Focused Research Program Faculty Member Awarded NIH Funding to Tackle Childhood Health Disparities

BY GINA MANTICA

One of the greatest unmet childhood healthcare needs in the United States is preventable. Early Childhood Caries is the occurrence of tooth decay in children younger than six years of age and disproportionately affects kids from disadvantaged backgrounds. But there are population dynamics at work that affect parents’ and caregivers’ health behaviors, including their knowledge of the problem and their ability and willingness to visit pediatric dentists. Researchers at Boston University are studying how social influences affect the incidence of Early Childhood Caries.

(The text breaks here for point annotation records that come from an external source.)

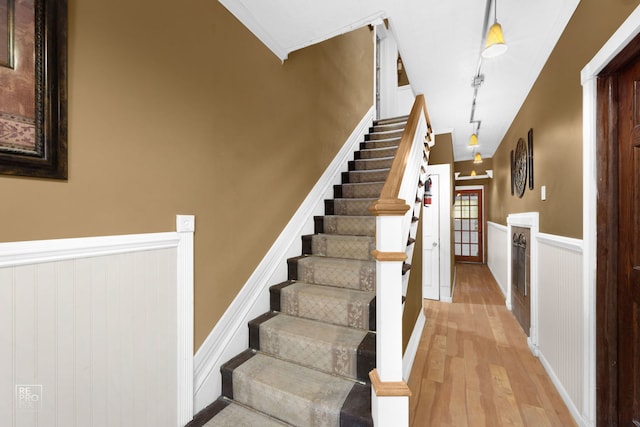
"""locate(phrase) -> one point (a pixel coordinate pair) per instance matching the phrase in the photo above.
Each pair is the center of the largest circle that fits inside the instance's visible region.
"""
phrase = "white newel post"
(389, 393)
(185, 227)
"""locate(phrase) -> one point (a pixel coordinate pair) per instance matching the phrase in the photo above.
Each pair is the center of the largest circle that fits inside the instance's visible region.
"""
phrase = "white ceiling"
(440, 43)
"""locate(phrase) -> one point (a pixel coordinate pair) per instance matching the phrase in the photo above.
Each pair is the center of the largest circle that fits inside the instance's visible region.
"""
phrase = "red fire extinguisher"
(427, 192)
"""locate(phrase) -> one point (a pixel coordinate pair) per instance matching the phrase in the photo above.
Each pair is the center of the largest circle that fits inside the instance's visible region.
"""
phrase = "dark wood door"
(629, 245)
(618, 244)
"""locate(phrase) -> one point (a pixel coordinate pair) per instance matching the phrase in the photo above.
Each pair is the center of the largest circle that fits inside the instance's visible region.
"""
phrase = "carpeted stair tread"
(234, 415)
(375, 175)
(340, 306)
(335, 349)
(356, 225)
(339, 246)
(376, 153)
(339, 272)
(387, 127)
(391, 120)
(298, 395)
(349, 207)
(380, 143)
(384, 135)
(358, 190)
(368, 164)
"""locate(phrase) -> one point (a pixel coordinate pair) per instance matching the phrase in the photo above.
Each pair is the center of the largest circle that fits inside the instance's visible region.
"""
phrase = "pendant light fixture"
(495, 45)
(473, 140)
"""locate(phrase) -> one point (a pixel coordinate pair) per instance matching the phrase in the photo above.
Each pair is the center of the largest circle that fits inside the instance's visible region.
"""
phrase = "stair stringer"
(230, 335)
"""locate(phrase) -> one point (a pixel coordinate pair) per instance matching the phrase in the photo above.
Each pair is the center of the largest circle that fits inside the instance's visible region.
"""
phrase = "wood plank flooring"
(473, 366)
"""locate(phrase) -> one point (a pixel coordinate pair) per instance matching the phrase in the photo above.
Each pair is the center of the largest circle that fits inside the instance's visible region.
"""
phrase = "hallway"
(473, 366)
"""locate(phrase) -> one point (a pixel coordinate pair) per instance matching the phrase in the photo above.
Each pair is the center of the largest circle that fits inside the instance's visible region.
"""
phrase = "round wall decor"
(520, 168)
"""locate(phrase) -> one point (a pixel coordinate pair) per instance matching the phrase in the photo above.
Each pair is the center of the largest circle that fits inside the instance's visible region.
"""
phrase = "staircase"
(309, 358)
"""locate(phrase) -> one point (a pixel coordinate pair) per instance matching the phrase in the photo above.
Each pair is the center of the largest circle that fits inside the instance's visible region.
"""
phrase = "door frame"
(484, 221)
(445, 175)
(431, 214)
(600, 332)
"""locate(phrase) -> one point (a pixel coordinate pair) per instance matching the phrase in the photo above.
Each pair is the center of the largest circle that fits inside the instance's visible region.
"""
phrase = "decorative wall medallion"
(520, 162)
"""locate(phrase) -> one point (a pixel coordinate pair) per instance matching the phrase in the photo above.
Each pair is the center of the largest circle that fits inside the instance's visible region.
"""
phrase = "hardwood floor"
(473, 366)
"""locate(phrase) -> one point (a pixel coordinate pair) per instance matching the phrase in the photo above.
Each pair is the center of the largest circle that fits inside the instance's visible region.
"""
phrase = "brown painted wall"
(175, 108)
(554, 110)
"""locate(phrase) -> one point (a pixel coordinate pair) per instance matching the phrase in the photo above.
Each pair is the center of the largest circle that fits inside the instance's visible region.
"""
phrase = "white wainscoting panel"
(94, 337)
(496, 254)
(561, 331)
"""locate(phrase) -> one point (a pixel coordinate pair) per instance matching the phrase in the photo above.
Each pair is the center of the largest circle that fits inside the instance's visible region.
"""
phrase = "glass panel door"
(467, 223)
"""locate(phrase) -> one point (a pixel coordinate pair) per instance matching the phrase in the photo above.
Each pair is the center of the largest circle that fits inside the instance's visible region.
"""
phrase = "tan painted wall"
(553, 109)
(175, 108)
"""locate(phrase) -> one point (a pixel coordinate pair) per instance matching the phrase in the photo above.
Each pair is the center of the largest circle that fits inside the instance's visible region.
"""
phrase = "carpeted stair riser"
(375, 175)
(339, 306)
(359, 190)
(339, 272)
(369, 164)
(380, 143)
(337, 246)
(226, 413)
(383, 135)
(375, 153)
(295, 394)
(348, 207)
(388, 127)
(346, 224)
(333, 349)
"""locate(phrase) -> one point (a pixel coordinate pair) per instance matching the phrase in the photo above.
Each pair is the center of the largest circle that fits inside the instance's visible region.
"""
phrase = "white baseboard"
(412, 347)
(561, 390)
(230, 335)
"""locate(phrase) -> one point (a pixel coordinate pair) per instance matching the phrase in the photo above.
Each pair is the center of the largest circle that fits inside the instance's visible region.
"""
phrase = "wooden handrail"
(389, 203)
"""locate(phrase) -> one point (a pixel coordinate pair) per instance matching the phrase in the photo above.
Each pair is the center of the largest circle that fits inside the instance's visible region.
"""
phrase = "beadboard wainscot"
(98, 331)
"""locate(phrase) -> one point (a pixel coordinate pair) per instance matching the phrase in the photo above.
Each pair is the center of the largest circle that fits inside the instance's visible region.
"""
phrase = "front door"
(467, 223)
(629, 246)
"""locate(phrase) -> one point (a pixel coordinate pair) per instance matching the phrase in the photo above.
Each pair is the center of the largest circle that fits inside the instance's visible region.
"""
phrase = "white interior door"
(431, 241)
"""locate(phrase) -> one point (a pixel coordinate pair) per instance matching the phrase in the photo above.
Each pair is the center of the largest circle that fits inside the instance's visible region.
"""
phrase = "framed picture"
(33, 93)
(530, 157)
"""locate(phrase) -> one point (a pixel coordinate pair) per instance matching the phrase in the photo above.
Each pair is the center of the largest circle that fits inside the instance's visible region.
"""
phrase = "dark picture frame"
(6, 33)
(34, 144)
(530, 157)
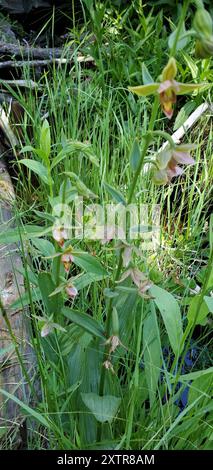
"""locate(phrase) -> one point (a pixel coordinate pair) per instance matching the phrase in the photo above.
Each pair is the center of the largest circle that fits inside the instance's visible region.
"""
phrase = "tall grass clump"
(120, 312)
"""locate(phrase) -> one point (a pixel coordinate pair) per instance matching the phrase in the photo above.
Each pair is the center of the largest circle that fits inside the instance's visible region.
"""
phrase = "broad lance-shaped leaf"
(171, 315)
(152, 353)
(103, 408)
(88, 323)
(89, 263)
(185, 88)
(46, 285)
(45, 139)
(147, 78)
(26, 233)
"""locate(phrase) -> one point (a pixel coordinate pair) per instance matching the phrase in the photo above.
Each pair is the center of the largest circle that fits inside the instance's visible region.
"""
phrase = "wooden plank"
(11, 286)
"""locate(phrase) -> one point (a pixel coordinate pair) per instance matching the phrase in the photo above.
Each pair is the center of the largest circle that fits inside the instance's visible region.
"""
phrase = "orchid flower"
(167, 88)
(60, 234)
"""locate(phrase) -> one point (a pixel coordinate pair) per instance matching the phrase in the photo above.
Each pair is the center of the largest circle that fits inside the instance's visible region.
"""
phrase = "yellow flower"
(167, 88)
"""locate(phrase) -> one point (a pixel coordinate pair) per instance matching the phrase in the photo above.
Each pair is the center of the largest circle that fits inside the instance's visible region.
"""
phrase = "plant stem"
(180, 24)
(119, 267)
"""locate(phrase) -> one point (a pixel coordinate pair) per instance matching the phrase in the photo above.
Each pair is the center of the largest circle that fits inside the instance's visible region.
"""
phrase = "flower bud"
(204, 48)
(203, 23)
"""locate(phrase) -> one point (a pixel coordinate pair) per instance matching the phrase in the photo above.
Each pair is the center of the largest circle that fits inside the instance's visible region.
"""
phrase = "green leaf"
(24, 299)
(103, 408)
(192, 375)
(147, 78)
(89, 263)
(30, 411)
(86, 279)
(80, 186)
(135, 155)
(182, 42)
(144, 90)
(75, 146)
(171, 315)
(193, 311)
(37, 168)
(45, 247)
(115, 194)
(209, 302)
(27, 232)
(152, 353)
(185, 88)
(45, 139)
(201, 386)
(46, 285)
(85, 321)
(183, 114)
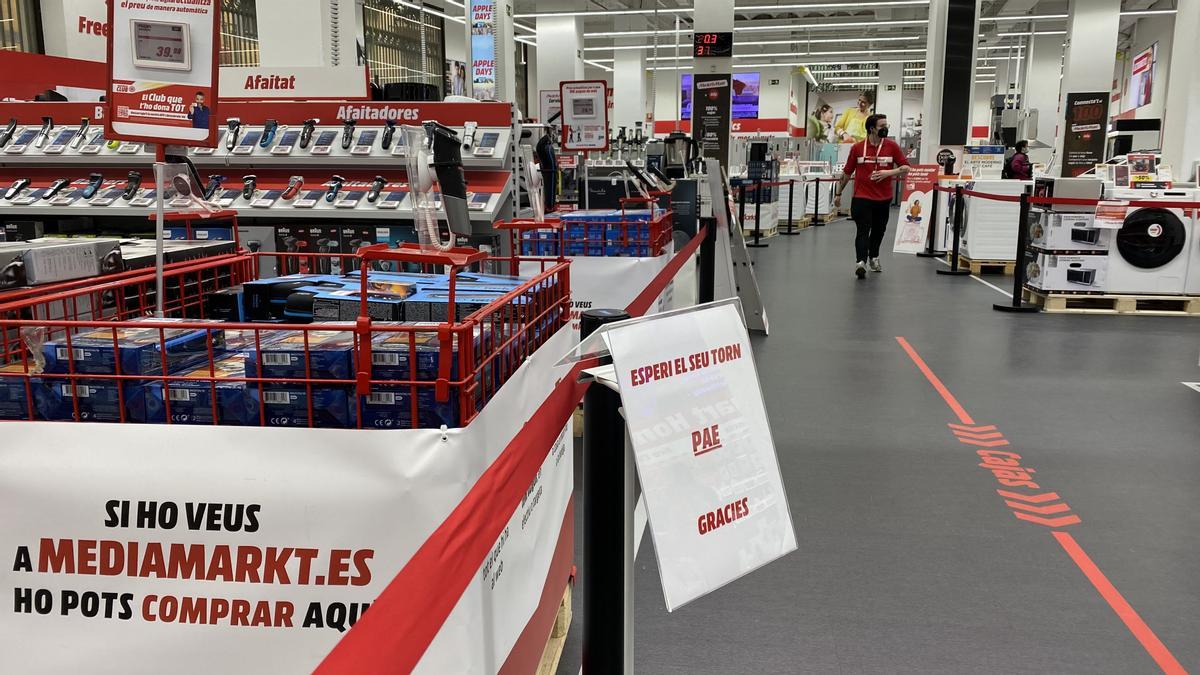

Brenda Heaton, Associate Professor in the Department of Health Policy & Health Services Research at the BU Dental School and the Department of Epidemiology at the BU School of Public Health, was awarded funding recently from the National Institutes of Health (NIH) to test how and why social connections influence population disparities in Early Childhood Caries. The project, “Modeling complex mechanisms underlying oral health disparities in young children and their caregivers”, synergizes with the Hariri Institute’s Simulation Modeling for Population Health Focused Research Program (FRP) that Heaton leads.

While many preventative interventions, such as the use of topical fluorides, have strong evidence as to their effectiveness, in the case of Early Childhood Caries large scale deployment of these interventions has failed to address the burden of disease for the most vulnerable populations. As soon as one tooth is affected by the disease, a cycle of tooth decay begins that is difficult to stop. To address disparities in Early Childhood Caries, researchers need to find ways to both prevent the occurrence of decay, as well as to accelerate the time it takes for kids to get into dental care and restore teeth to health before the condition become severe and costly intervention is required.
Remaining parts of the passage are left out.